Quoten können, wenn sie denn konsequent implementiert werden, eine Gesellschaft dem Ziel von Teilhabegerechtigkeit und demokratischer Gleichheit in dreierlei Hinsicht näherbringen: Erstens sind Quoten der wirksamste Schutz vor Diskriminierung. Sie greifen nicht erst, nachdem gruppenspezifisch herabsetzende Ungleichbehandlung stattgefunden hat, sondern sie wirken Diskriminierung prospektiv und strukturell entgegen. Die psychologische Forschung zu implizitem Bias hat herausgefunden, dass Mitglieder privilegierter sozialer Gruppen präreflexiv massive Stereotype gegenüber benachteiligten Gruppen hegen – und zwar selbst dann, wenn sie sich demokratisch-egalitären Zielen verpflichtet fühlen.
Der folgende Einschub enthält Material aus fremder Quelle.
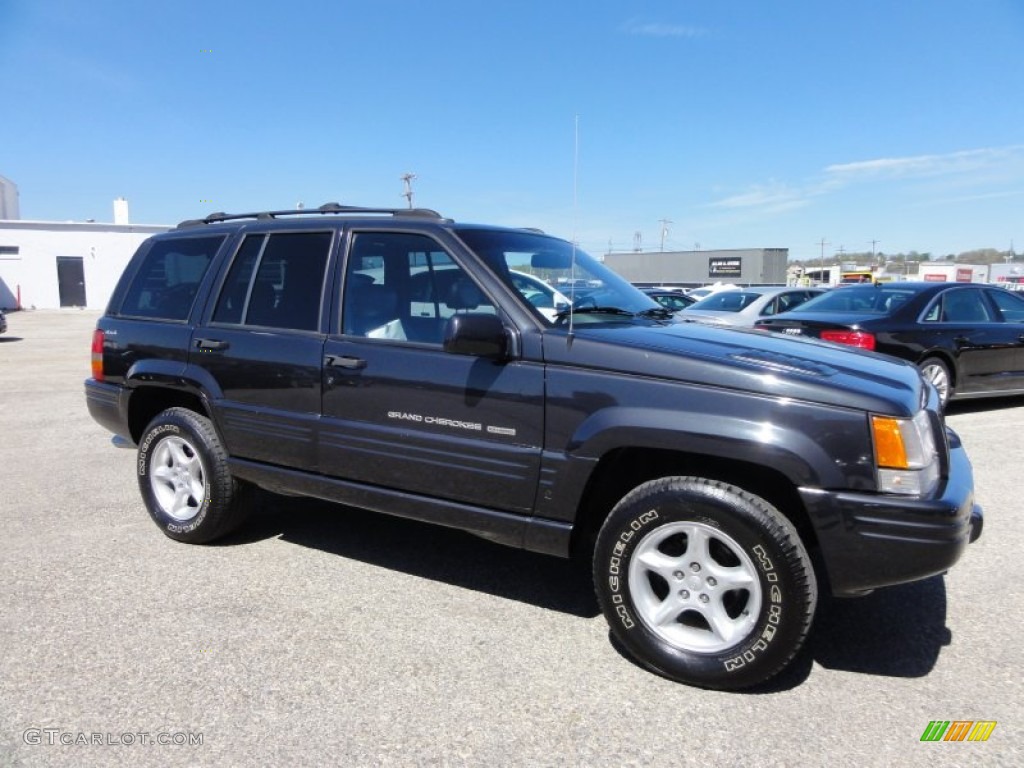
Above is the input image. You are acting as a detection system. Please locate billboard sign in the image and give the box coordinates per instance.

Wenn sich also die subjektiven Treiber von Diskriminierung dem bewussten Zugriff der Einzelnen oftmals entziehen, schaffen Quoten eine Art strukturellen Ersatz, indem sie die Berücksichtigung von Mitgliedern benachteiligter Gruppen bei Vergabeentscheidungen von vornherein gewährleisten. Soziologisch gesehen, geht es hier um den bereits von Max Weber analysierten Mechanismus der Chancenmonopolisierung/Schließung: Diskriminierung ist nichts anderes als der Modus Operandi sozialer Schließungsprozesse auf der Interaktionsebene. Indem Quoten diesen Ungleichheitsmechanismus blockieren, bringen sie die Gesellschaft dem Ideal demokratischer Gleichheit näher. Zweitens sind Quoten ein Anerkennungsmedium: Durch proportionale Repräsentation benachteiligter Gruppen signalisieren sie, dass diese gleichberechtigt zur Gesellschaft dazugehören. Drittens können Quoten auch den Output von Organisationen verändern und bringen dann etwas auf den Weg, das in der politischen Theorie als „substanzielle Repräsentation“ bezeichnet wird: Die Präsenz von Mitgliedern benachteiligter Gruppen macht es wahrscheinlicher, dass deren Anliegen und Probleme in Entscheidungsprozessen auch tatsächlich Gehör finden.
Gibt es politische Maßnahmen, die diese Wirkungen gleichwertig oder besser erreichen können? Zumindest für Punkt eins und zwei sind Alternativen nicht in Sicht. Die Erfahrung mit freiwilligen Zielvorgaben in der Wirtschaft zeigt, dass sich ohne verbindliche Quoten mit einem Sanktionsmechanismus, der weh tut, nichts verändert. Auch der häufig zu hörende Einwand, Quoten seien starr und unflexibel, löst sich schnell in Luft auf. Wie der indische Bildungssoziologe Satish Desphande betont, liegt der große Vorzug von Quoten darin, dass sie transparent und leicht administrierbar sind: Alle können wissen, woran sie sind, und die Implementierung von Quoten nimmt auch wenig organisatorische Ressourcen in Anspruch. Die indische Diskussion zeigt ferner, dass Mehrfachbenachteiligungen bzw. das Problem der Intersektionalität kein Quotenkiller sein müssen. „Quotas within quotas“, interne Quotierungen, können dafür sorgen, dass nicht nur niedrigkastige Männer und hochkastige Frauen, sondern auch niedrigkastige Frauen repräsentiert werden.
Wenn Quoten also eine notwendige Bedingung für mehr Teilhabegerechtigkeit und demokratische Gleichheit sind, bedeutet das keinesfalls, dass sie auch hinreichend wären. Bereits bezogen auf Geschlechterungerechtigkeit bleibt ihre Wirkung beschränkt, wenn sie nicht durch Maßnahmen zur Steigerung von „Familienfreundlichkeit“ bzw. eine egalitäre Umverteilung von Sorgearbeit begleitet werden. Das gilt umso mehr für andere Ungleichheitsverhältnisse: Eine Gleichstellungspolitik, die ihre eigenen Ziele ernst nimmt, wird sich auch für Armutsbekämpfung, kulturelle Vielfalt und einen besseren Sozialstaat einsetzen. Ansonsten bleibt sie Teil eines perfiden Spiels, in dem Ungleichheitserfahrungen gegeneinander aufgerechnet werden.